Upon interacting with the lex bot:
For example, if the user enters “yellow, zebra, alternative”... The entries are validated by the fulfilling lambda to ensure the color exists (a rich Matplotlib color dictionary is queried), and the animal exists (it is checked against a very large static set to ensure the animal image query in a downstream lambda is successful). The user vector is created as the RGB values of yellow and the most prominent color pulled from the first image returned from a query to Unsplash for “zebra”.
The first image returned by this Unsplash query is this picture of a zebra The top five colors (its palette) is: [(215, 216, 218), (43, 47, 48), (102, 105, 106), (112, 116, 116), (92, 100, 100)]
Therefore the user vector becomes:
- user vector: 255 255 0 215 216 218
The first three slots represent the RGB values for yellow [255, 255, 0], and the second three slots represent the top color from the animal image (in this case: [215, 216, 218]).

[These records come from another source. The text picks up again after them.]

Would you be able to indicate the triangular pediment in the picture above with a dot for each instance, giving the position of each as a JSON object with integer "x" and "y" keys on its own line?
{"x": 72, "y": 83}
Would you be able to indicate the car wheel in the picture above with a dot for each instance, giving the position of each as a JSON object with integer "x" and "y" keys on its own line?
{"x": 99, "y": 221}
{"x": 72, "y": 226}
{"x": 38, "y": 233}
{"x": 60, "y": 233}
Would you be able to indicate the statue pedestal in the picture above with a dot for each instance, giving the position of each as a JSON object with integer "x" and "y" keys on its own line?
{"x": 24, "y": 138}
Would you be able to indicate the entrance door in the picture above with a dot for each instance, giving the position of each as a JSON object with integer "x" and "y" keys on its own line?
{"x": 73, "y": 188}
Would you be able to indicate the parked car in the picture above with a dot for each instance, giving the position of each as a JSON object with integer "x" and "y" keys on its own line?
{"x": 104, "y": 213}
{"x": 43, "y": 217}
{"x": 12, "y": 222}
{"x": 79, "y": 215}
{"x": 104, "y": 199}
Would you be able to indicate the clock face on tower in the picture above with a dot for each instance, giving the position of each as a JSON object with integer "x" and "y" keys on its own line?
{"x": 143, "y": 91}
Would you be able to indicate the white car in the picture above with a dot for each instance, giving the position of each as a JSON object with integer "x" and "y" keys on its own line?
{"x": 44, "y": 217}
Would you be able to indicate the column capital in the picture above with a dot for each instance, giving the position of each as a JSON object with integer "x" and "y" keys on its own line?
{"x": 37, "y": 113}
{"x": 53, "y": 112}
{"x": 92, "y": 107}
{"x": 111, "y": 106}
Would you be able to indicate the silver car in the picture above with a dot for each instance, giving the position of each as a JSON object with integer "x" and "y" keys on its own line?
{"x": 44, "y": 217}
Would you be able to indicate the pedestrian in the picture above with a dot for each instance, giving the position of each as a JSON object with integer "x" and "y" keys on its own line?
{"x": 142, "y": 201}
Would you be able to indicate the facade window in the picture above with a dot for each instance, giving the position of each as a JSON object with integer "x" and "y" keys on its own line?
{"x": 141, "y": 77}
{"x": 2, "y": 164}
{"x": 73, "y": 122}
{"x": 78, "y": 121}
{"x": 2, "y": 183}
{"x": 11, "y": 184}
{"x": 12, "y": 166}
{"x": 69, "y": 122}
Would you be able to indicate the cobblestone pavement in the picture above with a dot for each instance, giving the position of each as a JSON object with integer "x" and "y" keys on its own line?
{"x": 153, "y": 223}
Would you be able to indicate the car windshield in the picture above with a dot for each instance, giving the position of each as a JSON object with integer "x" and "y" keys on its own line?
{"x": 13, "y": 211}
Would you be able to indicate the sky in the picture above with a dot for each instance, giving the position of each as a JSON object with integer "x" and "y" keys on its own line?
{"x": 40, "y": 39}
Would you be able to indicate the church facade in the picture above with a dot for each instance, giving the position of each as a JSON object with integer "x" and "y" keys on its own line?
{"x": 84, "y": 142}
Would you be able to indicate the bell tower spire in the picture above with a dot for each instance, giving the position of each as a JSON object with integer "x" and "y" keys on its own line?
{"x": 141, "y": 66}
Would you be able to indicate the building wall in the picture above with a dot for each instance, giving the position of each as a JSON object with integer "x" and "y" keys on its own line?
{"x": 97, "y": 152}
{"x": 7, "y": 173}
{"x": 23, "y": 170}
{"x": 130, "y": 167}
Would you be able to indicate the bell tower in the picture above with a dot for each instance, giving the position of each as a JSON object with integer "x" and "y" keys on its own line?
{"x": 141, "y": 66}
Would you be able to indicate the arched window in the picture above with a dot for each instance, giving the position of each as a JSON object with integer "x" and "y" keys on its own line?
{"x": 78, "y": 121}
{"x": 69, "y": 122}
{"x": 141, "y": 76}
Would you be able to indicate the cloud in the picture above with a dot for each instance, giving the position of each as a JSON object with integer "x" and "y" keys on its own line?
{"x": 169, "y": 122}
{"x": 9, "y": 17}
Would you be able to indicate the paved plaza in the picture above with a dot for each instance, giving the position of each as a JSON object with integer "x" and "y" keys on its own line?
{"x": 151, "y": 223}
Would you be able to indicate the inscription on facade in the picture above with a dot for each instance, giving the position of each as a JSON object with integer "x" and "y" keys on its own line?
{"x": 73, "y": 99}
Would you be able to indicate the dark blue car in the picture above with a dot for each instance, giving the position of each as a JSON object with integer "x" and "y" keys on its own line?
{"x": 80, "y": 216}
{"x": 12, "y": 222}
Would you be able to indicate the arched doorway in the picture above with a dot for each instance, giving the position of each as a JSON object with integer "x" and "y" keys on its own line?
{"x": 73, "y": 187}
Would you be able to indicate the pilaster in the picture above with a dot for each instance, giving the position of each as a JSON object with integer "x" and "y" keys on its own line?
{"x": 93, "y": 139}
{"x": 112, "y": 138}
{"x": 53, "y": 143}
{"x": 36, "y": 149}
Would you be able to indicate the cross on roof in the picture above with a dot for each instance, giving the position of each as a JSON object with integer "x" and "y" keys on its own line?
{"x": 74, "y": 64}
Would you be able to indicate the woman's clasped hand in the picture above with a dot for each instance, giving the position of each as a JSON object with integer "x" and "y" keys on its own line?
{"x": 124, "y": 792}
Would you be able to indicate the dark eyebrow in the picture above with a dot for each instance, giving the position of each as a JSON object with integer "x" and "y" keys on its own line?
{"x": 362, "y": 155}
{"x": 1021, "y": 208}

Next, the service implements a K-nearest-neighbors algorithm with all vectors associated with the user’s chosen genre. These vectors are pulled from a prewritten .txt file stored in S3.
These previously determined album cover art vectors are created from the RGB values of the top two most prominent colors in each album cover.

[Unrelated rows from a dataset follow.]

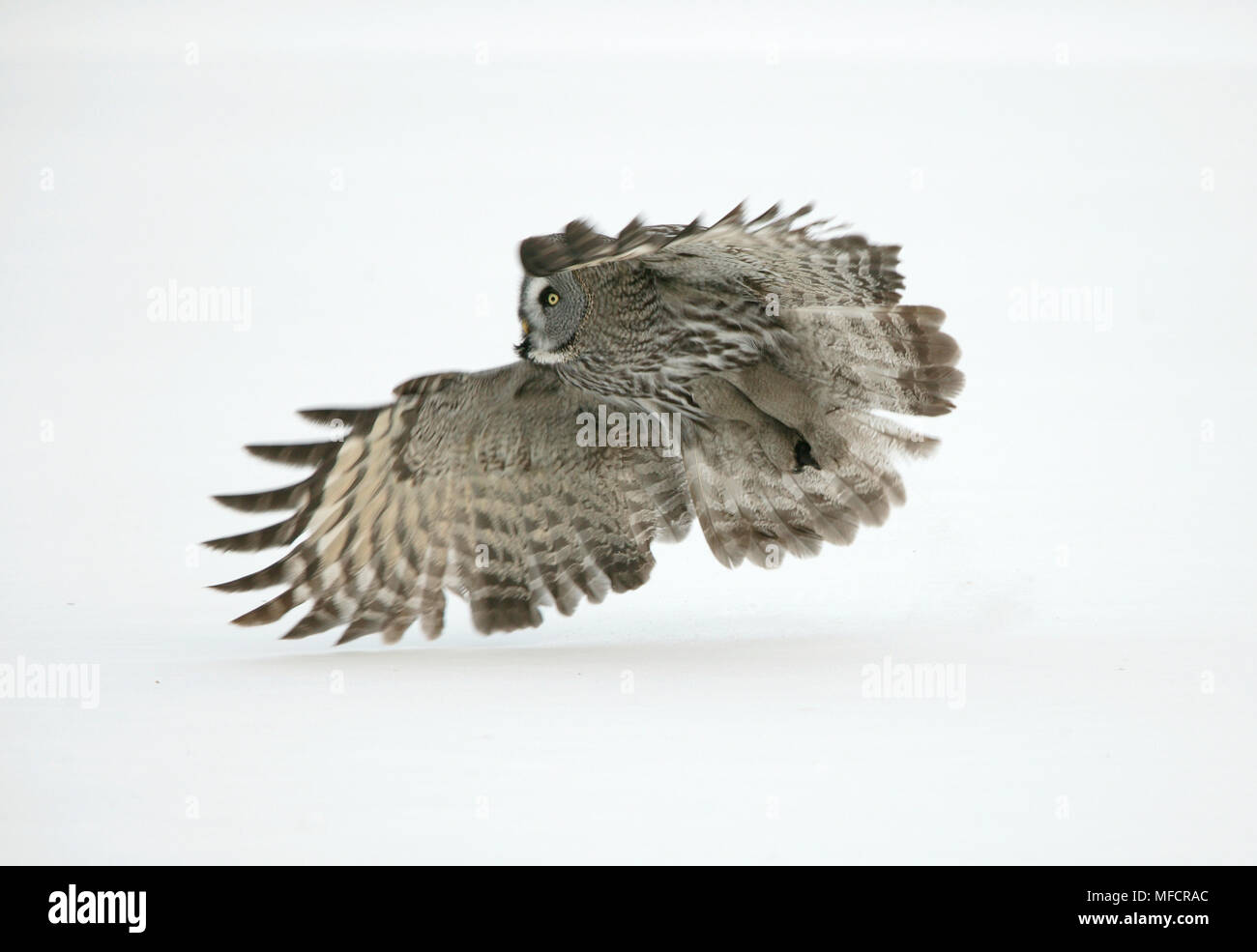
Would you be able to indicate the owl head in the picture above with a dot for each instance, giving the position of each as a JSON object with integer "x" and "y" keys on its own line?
{"x": 551, "y": 310}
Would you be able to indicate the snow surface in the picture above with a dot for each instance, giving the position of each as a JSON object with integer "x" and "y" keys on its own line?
{"x": 1080, "y": 550}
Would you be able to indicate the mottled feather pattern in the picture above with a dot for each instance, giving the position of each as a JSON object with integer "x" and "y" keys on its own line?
{"x": 779, "y": 344}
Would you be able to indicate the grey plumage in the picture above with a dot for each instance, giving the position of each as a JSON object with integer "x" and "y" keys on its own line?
{"x": 778, "y": 346}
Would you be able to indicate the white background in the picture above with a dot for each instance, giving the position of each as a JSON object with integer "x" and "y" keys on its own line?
{"x": 1082, "y": 544}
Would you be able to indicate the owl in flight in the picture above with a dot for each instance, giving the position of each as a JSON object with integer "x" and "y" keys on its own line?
{"x": 738, "y": 373}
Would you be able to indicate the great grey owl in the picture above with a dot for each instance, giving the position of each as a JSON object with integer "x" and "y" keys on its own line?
{"x": 737, "y": 373}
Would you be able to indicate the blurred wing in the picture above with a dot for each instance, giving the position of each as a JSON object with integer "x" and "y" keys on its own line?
{"x": 804, "y": 263}
{"x": 472, "y": 483}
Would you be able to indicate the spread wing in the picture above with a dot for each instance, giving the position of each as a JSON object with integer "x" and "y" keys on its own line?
{"x": 788, "y": 346}
{"x": 469, "y": 482}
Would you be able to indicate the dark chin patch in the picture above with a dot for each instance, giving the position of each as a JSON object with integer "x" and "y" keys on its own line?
{"x": 804, "y": 456}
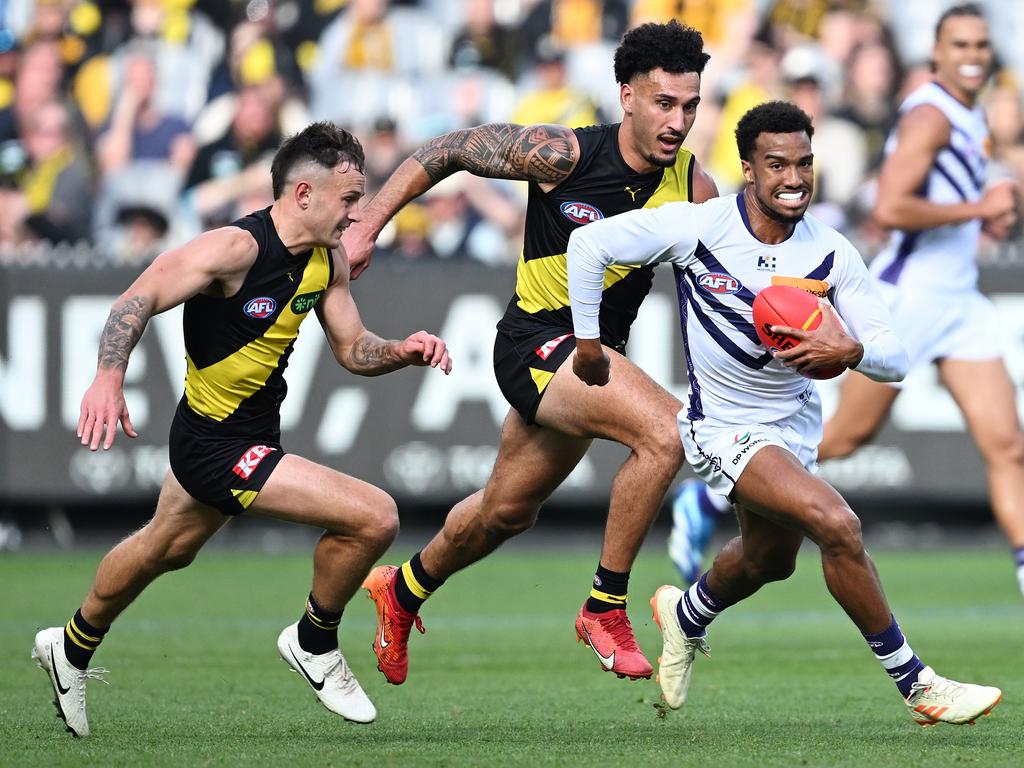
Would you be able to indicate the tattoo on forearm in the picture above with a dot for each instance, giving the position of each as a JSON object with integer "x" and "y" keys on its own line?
{"x": 539, "y": 153}
{"x": 372, "y": 354}
{"x": 123, "y": 330}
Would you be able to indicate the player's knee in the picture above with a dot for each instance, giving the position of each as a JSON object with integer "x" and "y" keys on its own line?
{"x": 837, "y": 530}
{"x": 509, "y": 519}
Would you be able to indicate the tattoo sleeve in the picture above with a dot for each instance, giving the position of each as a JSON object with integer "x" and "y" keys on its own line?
{"x": 123, "y": 330}
{"x": 536, "y": 153}
{"x": 372, "y": 355}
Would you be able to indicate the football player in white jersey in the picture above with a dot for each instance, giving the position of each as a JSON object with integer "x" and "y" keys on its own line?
{"x": 928, "y": 272}
{"x": 754, "y": 421}
{"x": 932, "y": 195}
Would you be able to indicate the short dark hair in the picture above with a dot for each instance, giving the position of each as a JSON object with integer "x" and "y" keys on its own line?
{"x": 771, "y": 117}
{"x": 324, "y": 143}
{"x": 672, "y": 46}
{"x": 965, "y": 9}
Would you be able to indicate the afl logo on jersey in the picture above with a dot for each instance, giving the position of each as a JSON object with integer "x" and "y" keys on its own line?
{"x": 582, "y": 213}
{"x": 260, "y": 307}
{"x": 719, "y": 284}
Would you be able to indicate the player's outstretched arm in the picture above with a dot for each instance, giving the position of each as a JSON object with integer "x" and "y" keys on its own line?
{"x": 923, "y": 132}
{"x": 360, "y": 350}
{"x": 172, "y": 278}
{"x": 545, "y": 154}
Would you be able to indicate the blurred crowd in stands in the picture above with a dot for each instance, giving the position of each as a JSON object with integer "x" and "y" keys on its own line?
{"x": 131, "y": 125}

On the other hand, if the user chooses to upload an image, the same logic that was applied to all cover arts is used: the top two most prominent colors are pulled, and a 6-dimensional vector is created from these two RGB colors (three values each).

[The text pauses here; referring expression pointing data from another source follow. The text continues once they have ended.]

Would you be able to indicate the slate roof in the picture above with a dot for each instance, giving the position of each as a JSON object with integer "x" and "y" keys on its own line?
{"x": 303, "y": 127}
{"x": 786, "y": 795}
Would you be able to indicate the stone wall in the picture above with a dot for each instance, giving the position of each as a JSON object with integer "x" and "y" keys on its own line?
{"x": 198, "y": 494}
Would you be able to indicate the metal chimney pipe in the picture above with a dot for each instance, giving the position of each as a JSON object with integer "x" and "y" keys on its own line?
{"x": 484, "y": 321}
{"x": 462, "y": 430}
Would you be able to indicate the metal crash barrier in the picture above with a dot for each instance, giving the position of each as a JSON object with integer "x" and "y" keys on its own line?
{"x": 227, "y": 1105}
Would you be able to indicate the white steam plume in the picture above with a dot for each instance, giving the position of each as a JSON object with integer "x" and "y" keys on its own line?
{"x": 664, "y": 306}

Continuing with this example: A 2D array is created from all cover art vectors of that particular genre and the closest eleven “points” in this 6-dimensional space to the user’s response-created vector are returned with their associated album ID’s. We then craft the curation entry for DynamoDB so the front-end can present the newly created curation. Ten of these closest points are presented immediately as a curation; the eleventh is saved as a recommendation to present on the user’s homepage.
At this point, the recommendation is shown below as copied from the cloudwatch event (leaving out all extraneous data that is also included):
- Reduxer: vector = 226 232 221 83 160 159
- Other Here Comes The Cowboy Demo: vector = 172 157 144 171 136 49
- Mayonnaise: vector = 243 225 224 84 151 181
- A Letter To My Younger Self: vector = 67 75 15 216 204 170
- The slow rush: vector = 147 34 17 199 185 164
- We Are the 21st Century Ambassadors of Peace & Magic: vector = 179 29 29 228 226 225
- Hozier: vector = 119 103 83 151 180 195
- Songs from the west coast: vector = 111 87 49 208 204 203
- Dirty Heads: vector = 194 114 25 240 225 206
- How To Be A Human Being = vector = 209 129 61 246 233 200
The albums shown above were the closest 10 points to the user vector 255 255 0 215 216 218 using each vector element as a coordinate in 6D space.
As the user “likes” cover art in their curations, a lambda scans the DynamoDB instance every hour for these likes and adds recommended albums to the database. Users can view their personalized recommendations on the homepage. For example, if the user likes an album by Milky Chance, the service will recommend other cover art by Milky Chance not already present in the recommendation list.
The recommendation list on the homepage is treated as a FIFO queue: as more curations are made, the service adds new recommendations based on past curations, removing the oldest items from the list.
The service scales such that new albums may be added to the database in which case new curation requests with previously used responses will result in updated curations.